We have been talking about Servitization for quite a while now. The term was first coined in the 1980s to mean the evolution towards the provision of services as a business model. The Advanced Services Group is one of a handful of academic centres focused on research around this concept.
The themes that power industrial servitization are still there – and stronger. In particular, these are:
- the increasing availability of capable digital platforms providing the ability to manage product and usage data,
- the move towards the circular economy – to sharing assets rather than owning them and
- customer expectations evolving towards “accessing” assets.
To me, this makes the move towards the provision of customer solutions at minimum financial and environmental cost inevitable.
There are profound strategic implications for product manufacturers. In simple terms, over the next few decades, many manufacturers will have to make the decision of whether to embrace servitization themselves and transition towards broader customer solution provision – or to focus completely on winning in a different competitive landscape through superior product characteristics. They will accept that they may soon be supplying to a broader solution provider or aggregator that will be focused on capturing customer value for themselves.
For those that go down the servitization route, there are new skills and competencies to master. This is not easy. My experience of over 30 years living and leading this change in one of the world’s leading industrial solution providers is that this means dramatic organisational, cultural and business model changes.

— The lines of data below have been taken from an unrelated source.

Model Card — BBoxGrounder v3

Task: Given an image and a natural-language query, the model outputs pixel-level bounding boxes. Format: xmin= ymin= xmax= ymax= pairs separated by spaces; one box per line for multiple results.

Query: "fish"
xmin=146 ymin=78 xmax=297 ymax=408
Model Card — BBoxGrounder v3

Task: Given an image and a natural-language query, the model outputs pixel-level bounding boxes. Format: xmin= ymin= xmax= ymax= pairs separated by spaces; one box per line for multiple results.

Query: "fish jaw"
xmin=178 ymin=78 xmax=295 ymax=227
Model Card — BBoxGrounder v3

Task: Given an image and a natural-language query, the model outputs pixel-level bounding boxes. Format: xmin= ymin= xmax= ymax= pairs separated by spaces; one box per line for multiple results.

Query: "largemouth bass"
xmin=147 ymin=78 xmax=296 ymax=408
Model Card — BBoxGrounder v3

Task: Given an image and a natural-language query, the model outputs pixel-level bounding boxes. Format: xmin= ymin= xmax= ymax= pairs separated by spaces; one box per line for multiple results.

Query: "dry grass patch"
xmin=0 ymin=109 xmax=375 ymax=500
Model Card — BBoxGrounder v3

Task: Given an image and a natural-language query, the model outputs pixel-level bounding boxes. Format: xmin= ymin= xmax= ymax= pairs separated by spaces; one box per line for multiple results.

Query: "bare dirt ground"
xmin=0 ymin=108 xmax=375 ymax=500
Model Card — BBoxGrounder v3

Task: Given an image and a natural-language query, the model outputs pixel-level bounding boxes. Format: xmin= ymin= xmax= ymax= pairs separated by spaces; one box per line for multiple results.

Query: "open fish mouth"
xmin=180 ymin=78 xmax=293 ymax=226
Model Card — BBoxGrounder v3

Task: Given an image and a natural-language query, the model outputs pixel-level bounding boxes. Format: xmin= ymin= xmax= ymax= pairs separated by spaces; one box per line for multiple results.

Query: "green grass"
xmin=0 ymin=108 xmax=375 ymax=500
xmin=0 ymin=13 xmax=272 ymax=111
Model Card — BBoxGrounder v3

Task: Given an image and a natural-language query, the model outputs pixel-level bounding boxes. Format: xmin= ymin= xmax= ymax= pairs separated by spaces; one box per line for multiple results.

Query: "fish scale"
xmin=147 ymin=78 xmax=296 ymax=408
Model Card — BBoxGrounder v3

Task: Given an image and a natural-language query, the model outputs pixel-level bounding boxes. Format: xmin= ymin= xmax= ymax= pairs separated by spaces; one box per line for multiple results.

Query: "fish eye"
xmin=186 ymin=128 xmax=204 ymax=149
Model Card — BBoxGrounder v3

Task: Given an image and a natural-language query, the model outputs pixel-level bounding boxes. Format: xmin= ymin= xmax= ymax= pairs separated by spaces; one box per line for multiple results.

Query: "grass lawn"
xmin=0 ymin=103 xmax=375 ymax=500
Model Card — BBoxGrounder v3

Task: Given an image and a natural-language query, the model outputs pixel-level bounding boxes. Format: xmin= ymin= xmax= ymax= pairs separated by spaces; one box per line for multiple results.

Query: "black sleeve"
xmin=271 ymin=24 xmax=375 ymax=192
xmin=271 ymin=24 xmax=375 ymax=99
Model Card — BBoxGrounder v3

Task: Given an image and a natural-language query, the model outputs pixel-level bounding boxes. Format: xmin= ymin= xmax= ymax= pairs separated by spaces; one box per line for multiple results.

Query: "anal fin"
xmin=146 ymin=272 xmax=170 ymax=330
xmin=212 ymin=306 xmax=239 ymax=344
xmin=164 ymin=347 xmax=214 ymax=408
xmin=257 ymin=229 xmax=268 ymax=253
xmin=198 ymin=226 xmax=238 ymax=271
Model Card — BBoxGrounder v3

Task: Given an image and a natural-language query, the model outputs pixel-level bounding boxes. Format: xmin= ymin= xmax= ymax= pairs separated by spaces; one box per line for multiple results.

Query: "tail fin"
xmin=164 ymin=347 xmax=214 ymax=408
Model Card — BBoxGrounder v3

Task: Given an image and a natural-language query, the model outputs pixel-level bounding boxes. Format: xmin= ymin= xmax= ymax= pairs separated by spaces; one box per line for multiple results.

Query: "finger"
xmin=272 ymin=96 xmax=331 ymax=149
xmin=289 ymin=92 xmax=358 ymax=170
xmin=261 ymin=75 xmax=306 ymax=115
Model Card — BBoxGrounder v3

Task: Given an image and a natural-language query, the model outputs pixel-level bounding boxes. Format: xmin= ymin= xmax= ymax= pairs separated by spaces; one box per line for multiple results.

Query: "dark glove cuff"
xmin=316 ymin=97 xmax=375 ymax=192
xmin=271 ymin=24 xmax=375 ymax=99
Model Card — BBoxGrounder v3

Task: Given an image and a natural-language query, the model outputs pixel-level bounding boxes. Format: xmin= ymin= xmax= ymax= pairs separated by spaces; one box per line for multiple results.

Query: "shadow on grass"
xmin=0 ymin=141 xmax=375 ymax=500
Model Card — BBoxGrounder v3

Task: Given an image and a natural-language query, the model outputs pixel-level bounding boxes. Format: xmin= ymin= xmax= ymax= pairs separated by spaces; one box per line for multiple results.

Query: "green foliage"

For those that don’t go down the servitization route, the change may still be profound as they discover what it takes to win as a more niche product-only business in an increasingly global and efficient industrial landscape where broader solution providers look to exploit market inefficiencies.
Finally, there are implications here for national industrial policymakers. Customer solution providers get to decide which products they buy – and from where. And so it will become increasingly important for industrial policy to support this evolution, in order to protect and support national manufacturing.